For Alaska and the nation, Gravel led congressional authorization of the Trans Alaska Pipeline, a massive project that at its highpoint delivered a significant share of America’s energy. At the time of oil embargos and destabilization of the U.S. economy, this was a pivotal victory. Gravel became an ardent voice for wind and solar energy. He believed a wind power project in the Aleutian Islands could be the next example of Alaska moving the nation forward. In Gravel’s 2008 campaign, Carbon Tax was a pilar of the platform.

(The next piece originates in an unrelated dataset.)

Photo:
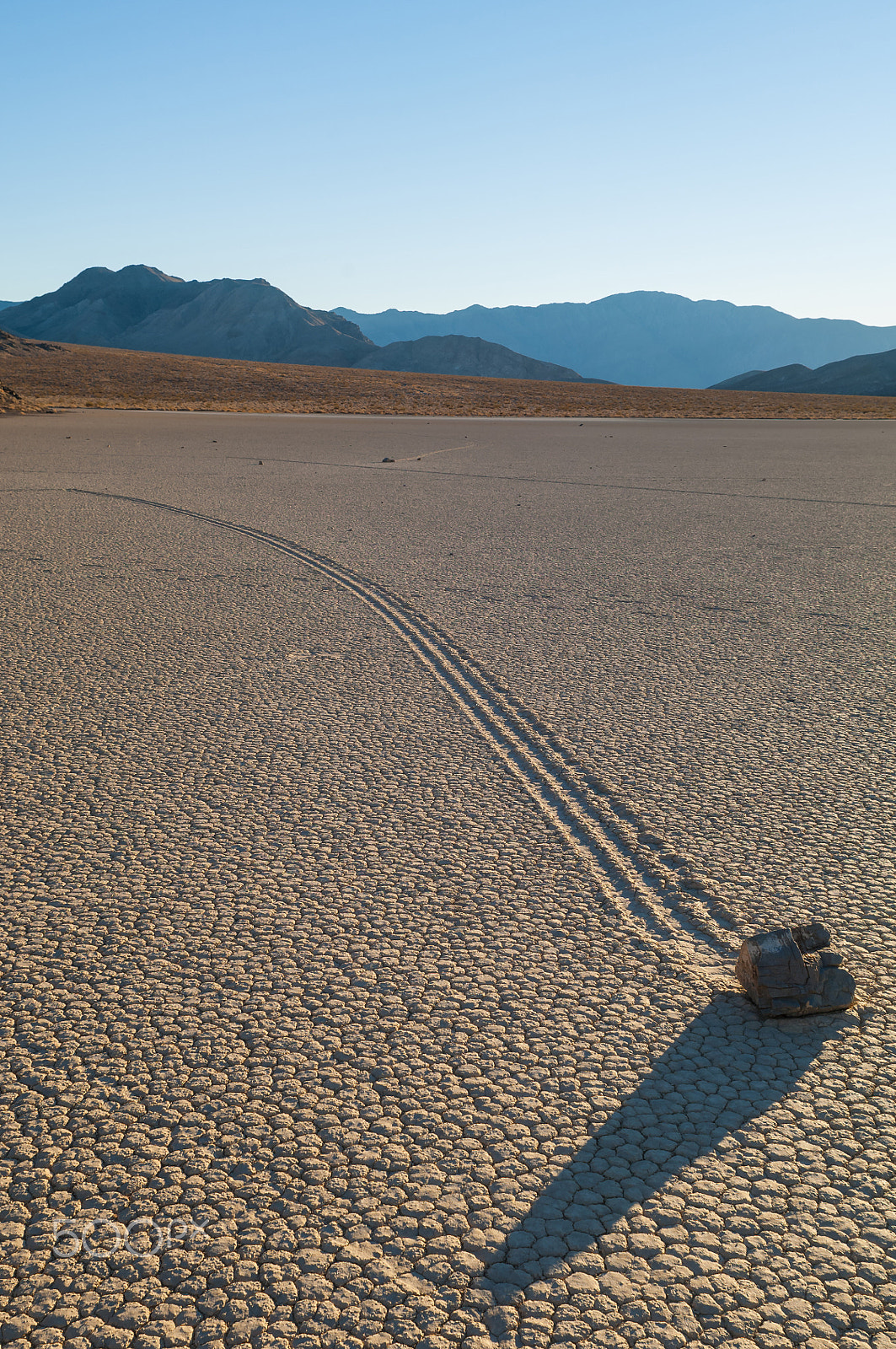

Throughout Senator Gravel’s career, he sought to change the relationship of the individual both to the state and the capitalistic free enterprise system. He believed all people should have greater opportunity to participate in broadscale ownership of equity. In 1978, Congress enacted Senator Gravel’s amendment to the Internal Revenue Code allowing any of the 50 states to create General Stock Ownership Corporations (GSOCs). A GSOC would use the credit worthiness of the state to create significant new economic activity. Then, employing tax treatment similar to an ESOP (Employee Stock Ownership Plan), ownership of the corporation would be extended to every state resident. His efforts to have Alaska be the first to have a GSOC, though supported by the then-governor, were dashed by electoral politics.

Gravel’s early work in Alaska included securing infrastructure for satellite communications, the ferry system and rural education.

Gravel is survived by his wife Whitney Stewart Gravel of Seaside, California; his son Martin Gravel and his wife Michele of Parker, Colorado; his daughter Lynne Mosier of Austin, Texas; granddaughter Nina Todd and her husband Josiah of Castle Rock, Colorado; grandson Alex Gravel and his wife Kailee Rhoades and great grandson Axel Gravel of Castle Rock, Colorado; granddaughters Madison Mosier of Austin, Texas and Mackenzie Mosier of Santa Clara, California; sisters Marie Lombardi and her husband Thomas of Southport, North Carolina, and Sister Marguerite Gravel csc of Manchester, New Hampshire; and former wife Rita White of Parker, Colorado. He was predeceased by his brothers Lionel and Bernard Gravel.

Details of a celebration of life have not yet been announced.